Jim Pransky is an interesting man who has the kind of career to which many of us aspire.  He’s been a baseball scout for many years and is currently with the Colorado Rockies.  When he isn’t identifying talent and evaluating young men for their suitability to make it in The Show, he likes to write books about our great National Pastime.  In addition to writing biographies of overlooked players that deserve attention, Mr. Pransky writes novels that use baseball as their setting.

The Tenor with the Golden Arm (published by Black Rose Writing) tells the story of Tommy Bauer, a young man who is in the enviable position of having a loving family and vast athletic talent.  While he can play basketball and football, his heart is set on baseball.  Tommy isn’t a Gerrit Cole or a Bryce Harper–a can’t-miss prospect over whom every major-league team will fight.  No, he’s a solid hurler with good stuff and a high ceiling.

The book chronicles his life in the months leading up to the MLB Draft…this is a stressful time in a guy’s life!  Tommy must deal with school and girl problems and must figure out who and what he is, all while hoping for the opportunity to play pro ball.  He’s also not a stereotypical jock.  As the title suggests, Tommy is very musical and enjoys singing and playing piano.

Adults will certainly enjoy the book and the opportunity it bestows to think about their own adolescence, but I hope a lot of young men and women check the book out.  Not only does the reader get a story, but Mr. Pransky’s understanding of the world of high-level baseball recruiting immerses the reader in a world they probably don’t know a lot about.

Mr. Pransky was kind enough to answer some questions I had about the choices he made in writing the book.  The answers he gives can help us decide how to make the best choices in our own work.


1) You happen to be a hard-working long-time baseball scout.  You’ve signed a number of ballplayers who made it to the big leagues and have evaluated countless more.

One of your responsibilities in THE TENOR WITH THE GOLDEN ARM is to paint Tommy’s world in a realistic manner.  He’s a young pitcher who is drawing attention from scouts and who is something of a celebrity in his little world.  How did you balance immersing the reader in Tommy’s experience as a fairly prominent prospect with your responsibility to tell a story?  What were your thoughts about the amount of scouting-related material you included?

Most people (parents and students) have little (if any) experience with pro scouting or college recruiting. Unless they’ve gone through the process with an older sibling, most of what they know is from someone who knows someone who knows someone…
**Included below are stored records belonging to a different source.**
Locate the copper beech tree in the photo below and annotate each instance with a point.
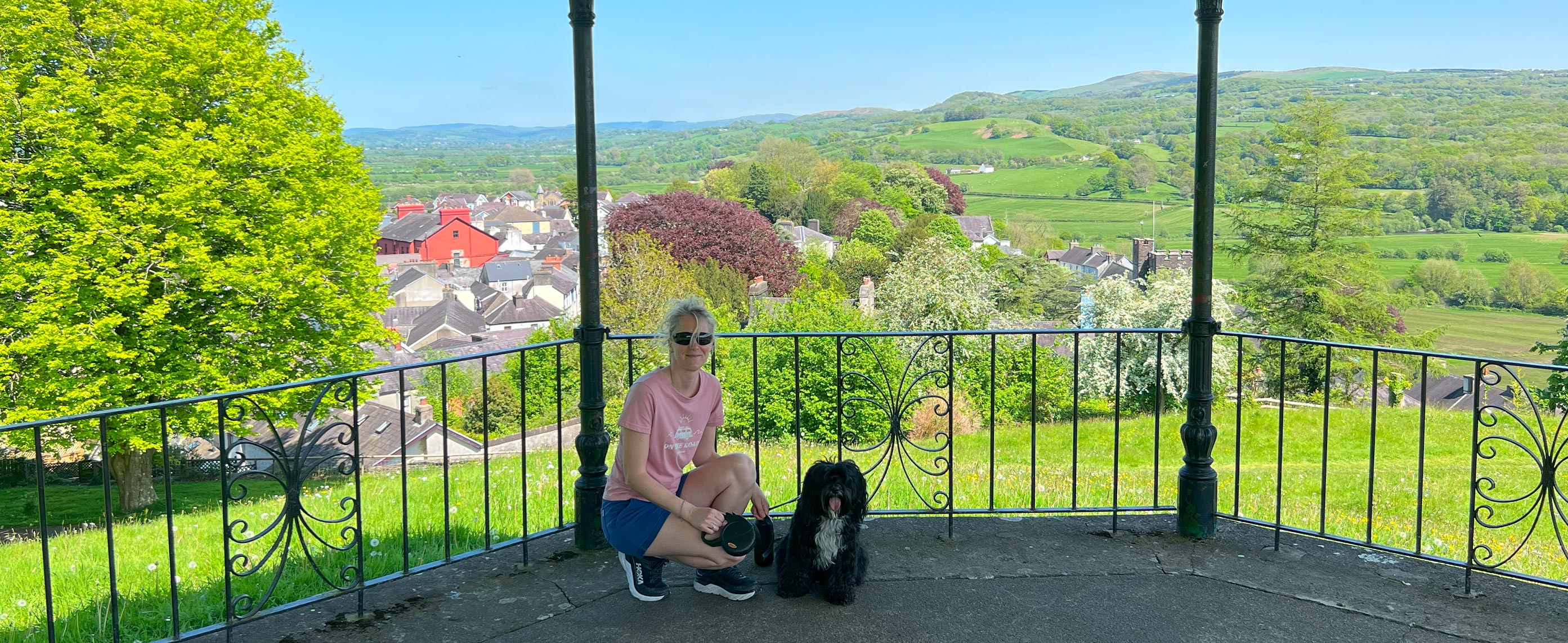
(697, 228)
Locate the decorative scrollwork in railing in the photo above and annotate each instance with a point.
(1547, 449)
(899, 395)
(322, 444)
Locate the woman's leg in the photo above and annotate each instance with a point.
(727, 485)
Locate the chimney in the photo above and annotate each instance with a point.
(1142, 251)
(868, 300)
(759, 287)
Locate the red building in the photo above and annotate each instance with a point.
(446, 237)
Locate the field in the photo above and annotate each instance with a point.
(1096, 222)
(962, 136)
(1050, 479)
(1031, 181)
(1487, 333)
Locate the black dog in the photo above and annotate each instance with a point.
(824, 542)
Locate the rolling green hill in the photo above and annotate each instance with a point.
(960, 136)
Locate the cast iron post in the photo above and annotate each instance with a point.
(593, 443)
(1197, 482)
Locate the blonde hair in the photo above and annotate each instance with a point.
(679, 309)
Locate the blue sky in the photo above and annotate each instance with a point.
(396, 63)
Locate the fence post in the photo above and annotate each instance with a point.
(1197, 484)
(593, 443)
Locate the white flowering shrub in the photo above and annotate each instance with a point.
(1161, 302)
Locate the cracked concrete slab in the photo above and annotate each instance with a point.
(1062, 579)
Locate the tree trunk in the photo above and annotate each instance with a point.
(132, 474)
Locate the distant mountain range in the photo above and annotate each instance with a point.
(468, 132)
(1154, 79)
(1126, 84)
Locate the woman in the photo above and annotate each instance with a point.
(651, 510)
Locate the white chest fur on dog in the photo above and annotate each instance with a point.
(830, 538)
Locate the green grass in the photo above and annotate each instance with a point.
(960, 136)
(1031, 181)
(1103, 220)
(1020, 482)
(1487, 333)
(1539, 248)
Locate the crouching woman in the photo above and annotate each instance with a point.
(653, 510)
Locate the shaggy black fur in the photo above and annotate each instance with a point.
(799, 556)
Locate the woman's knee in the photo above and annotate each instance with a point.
(741, 466)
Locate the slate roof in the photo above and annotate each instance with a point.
(1448, 393)
(494, 272)
(518, 309)
(411, 228)
(406, 278)
(516, 214)
(449, 313)
(976, 226)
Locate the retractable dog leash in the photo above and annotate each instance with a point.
(739, 538)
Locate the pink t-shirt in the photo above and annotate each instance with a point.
(673, 422)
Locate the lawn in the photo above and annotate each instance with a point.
(1031, 181)
(1539, 248)
(1034, 468)
(960, 136)
(1487, 333)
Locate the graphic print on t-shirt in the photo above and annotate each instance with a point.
(681, 437)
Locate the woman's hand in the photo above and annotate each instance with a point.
(703, 518)
(759, 504)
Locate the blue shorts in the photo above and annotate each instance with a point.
(631, 526)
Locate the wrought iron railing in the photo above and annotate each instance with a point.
(316, 504)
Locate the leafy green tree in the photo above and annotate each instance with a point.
(1036, 289)
(640, 283)
(179, 215)
(723, 184)
(795, 158)
(875, 230)
(1161, 302)
(1307, 281)
(948, 230)
(912, 179)
(723, 286)
(849, 187)
(1526, 286)
(855, 261)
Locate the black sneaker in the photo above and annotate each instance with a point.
(728, 582)
(645, 578)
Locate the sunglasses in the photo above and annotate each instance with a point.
(686, 338)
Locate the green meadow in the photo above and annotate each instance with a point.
(1108, 455)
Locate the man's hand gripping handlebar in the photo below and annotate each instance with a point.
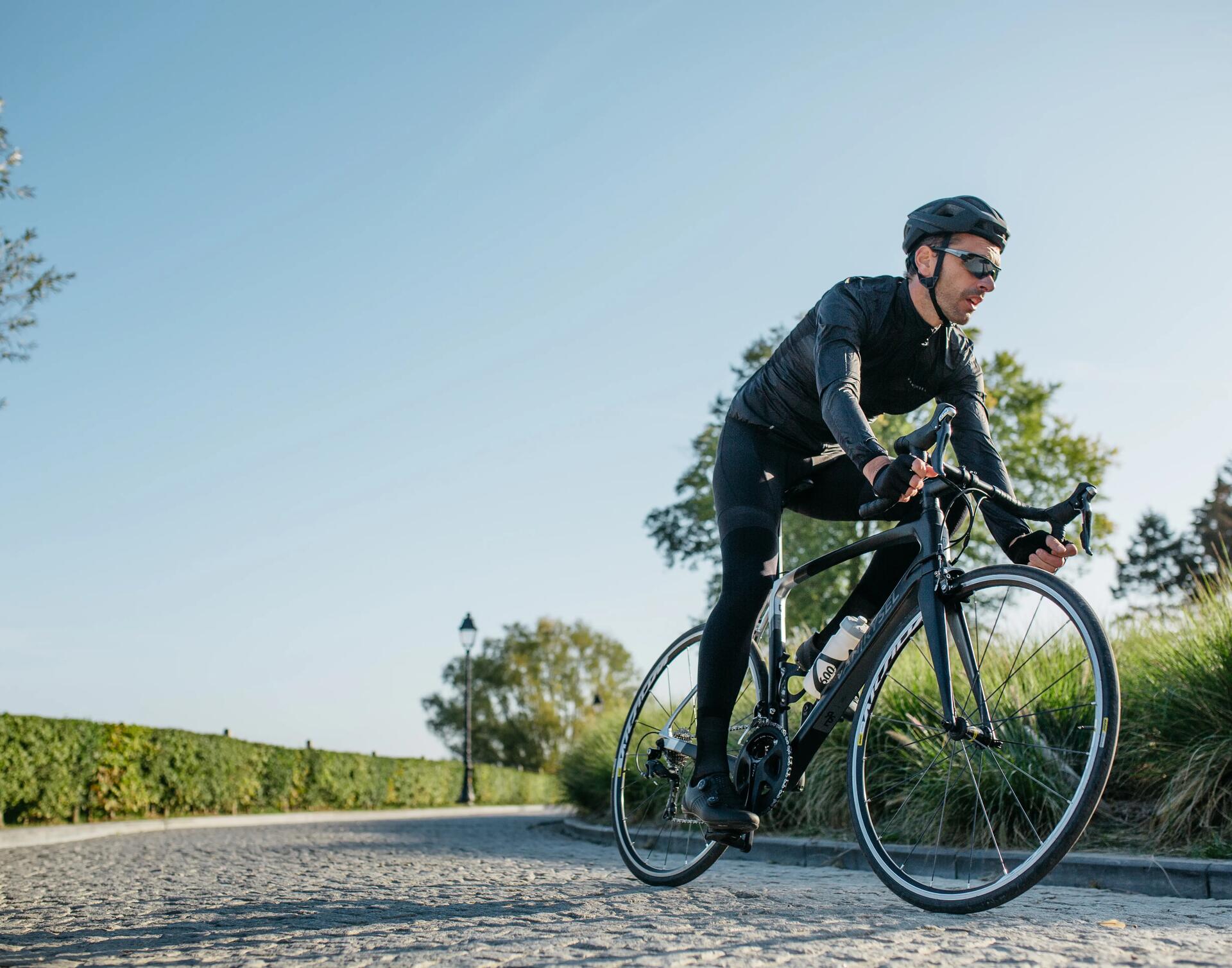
(925, 438)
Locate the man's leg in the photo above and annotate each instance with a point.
(748, 494)
(724, 656)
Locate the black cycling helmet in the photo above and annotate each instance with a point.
(952, 216)
(948, 218)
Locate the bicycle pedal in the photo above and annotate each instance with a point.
(742, 843)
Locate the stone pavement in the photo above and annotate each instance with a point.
(511, 890)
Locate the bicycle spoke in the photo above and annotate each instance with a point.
(1014, 795)
(1044, 712)
(1019, 669)
(975, 815)
(929, 705)
(1019, 650)
(985, 811)
(1045, 747)
(906, 745)
(940, 824)
(1047, 687)
(909, 779)
(1029, 776)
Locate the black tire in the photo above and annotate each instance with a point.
(641, 830)
(1031, 798)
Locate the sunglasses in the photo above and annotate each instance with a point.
(979, 265)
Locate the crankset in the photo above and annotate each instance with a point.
(763, 767)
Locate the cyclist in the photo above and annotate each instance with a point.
(884, 344)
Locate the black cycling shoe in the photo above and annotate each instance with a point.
(714, 800)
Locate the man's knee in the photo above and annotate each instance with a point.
(751, 562)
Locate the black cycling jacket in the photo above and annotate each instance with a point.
(864, 350)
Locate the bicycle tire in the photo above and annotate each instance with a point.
(1097, 708)
(637, 851)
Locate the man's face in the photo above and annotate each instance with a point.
(959, 291)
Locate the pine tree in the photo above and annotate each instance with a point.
(1213, 527)
(1155, 567)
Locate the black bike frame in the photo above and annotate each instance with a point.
(924, 585)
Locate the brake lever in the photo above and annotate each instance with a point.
(1077, 503)
(1088, 492)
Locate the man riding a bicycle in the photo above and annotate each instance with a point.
(798, 436)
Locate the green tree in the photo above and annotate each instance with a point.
(531, 691)
(1043, 452)
(22, 281)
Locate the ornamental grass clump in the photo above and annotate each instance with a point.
(1177, 723)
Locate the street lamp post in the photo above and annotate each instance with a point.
(467, 632)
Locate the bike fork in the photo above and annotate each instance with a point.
(943, 621)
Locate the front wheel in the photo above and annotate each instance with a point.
(957, 824)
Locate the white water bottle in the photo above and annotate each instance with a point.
(834, 654)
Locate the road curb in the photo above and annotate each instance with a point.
(71, 833)
(1162, 877)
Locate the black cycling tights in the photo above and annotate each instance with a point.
(752, 475)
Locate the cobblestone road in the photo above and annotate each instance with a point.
(510, 890)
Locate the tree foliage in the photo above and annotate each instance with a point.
(1045, 455)
(24, 281)
(530, 692)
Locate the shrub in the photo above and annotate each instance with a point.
(586, 766)
(57, 770)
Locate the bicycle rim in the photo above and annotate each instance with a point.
(658, 843)
(961, 827)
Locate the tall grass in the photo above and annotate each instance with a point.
(1177, 722)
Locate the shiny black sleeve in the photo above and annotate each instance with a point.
(842, 325)
(973, 444)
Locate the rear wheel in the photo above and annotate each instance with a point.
(959, 825)
(654, 761)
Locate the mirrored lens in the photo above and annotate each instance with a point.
(980, 266)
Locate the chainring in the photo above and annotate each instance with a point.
(763, 767)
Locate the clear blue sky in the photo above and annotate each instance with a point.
(388, 312)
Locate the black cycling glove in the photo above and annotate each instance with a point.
(1023, 546)
(893, 480)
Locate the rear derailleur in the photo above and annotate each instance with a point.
(660, 766)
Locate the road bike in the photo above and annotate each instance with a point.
(984, 708)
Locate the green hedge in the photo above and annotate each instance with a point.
(63, 770)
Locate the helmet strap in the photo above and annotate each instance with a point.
(930, 281)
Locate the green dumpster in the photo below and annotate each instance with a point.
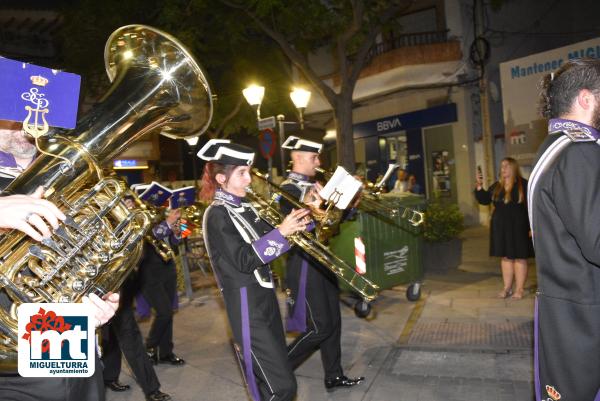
(392, 246)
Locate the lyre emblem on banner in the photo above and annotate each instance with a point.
(36, 128)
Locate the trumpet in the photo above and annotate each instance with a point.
(371, 202)
(268, 212)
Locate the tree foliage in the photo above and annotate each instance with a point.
(347, 28)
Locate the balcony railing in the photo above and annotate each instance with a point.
(409, 39)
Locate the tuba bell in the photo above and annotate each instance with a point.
(271, 214)
(156, 86)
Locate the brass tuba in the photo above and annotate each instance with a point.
(271, 214)
(156, 85)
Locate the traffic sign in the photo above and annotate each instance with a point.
(265, 123)
(267, 143)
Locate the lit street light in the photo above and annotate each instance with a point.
(254, 95)
(193, 141)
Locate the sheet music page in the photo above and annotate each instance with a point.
(341, 188)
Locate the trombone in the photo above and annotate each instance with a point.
(371, 202)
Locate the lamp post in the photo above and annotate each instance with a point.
(254, 95)
(193, 141)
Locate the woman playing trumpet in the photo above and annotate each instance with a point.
(240, 246)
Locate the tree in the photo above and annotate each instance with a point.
(348, 28)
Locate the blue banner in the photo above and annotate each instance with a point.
(30, 92)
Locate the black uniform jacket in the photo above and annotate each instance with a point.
(566, 230)
(239, 259)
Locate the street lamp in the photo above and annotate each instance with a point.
(254, 95)
(300, 98)
(193, 141)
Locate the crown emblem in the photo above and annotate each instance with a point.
(38, 80)
(553, 393)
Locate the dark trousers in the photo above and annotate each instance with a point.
(324, 322)
(274, 375)
(123, 334)
(17, 388)
(567, 344)
(158, 285)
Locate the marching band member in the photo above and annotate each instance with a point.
(315, 305)
(33, 216)
(564, 193)
(240, 246)
(158, 282)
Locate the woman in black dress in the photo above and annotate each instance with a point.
(510, 237)
(240, 246)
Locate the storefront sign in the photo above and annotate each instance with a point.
(443, 114)
(524, 128)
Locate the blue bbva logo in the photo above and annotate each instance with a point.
(56, 340)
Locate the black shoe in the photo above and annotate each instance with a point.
(172, 359)
(116, 386)
(152, 353)
(342, 381)
(158, 396)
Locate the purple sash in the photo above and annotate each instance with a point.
(536, 357)
(297, 320)
(247, 344)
I thought that explaining the process (tools, grading system, radar guns, stop watches, eligibility, $$) would help define the process along with identifying issues that Tommy and his family were going to have to navigate eventually. I thought it was important to show the time frame that everyone goes through; September is a “less pressure” time than May of a draft year. I wanted to be careful to exclude “scouting” for lengthy periods of time to bring out the relationships Tommy had with music, his family, Kenzie, his buddies, etc.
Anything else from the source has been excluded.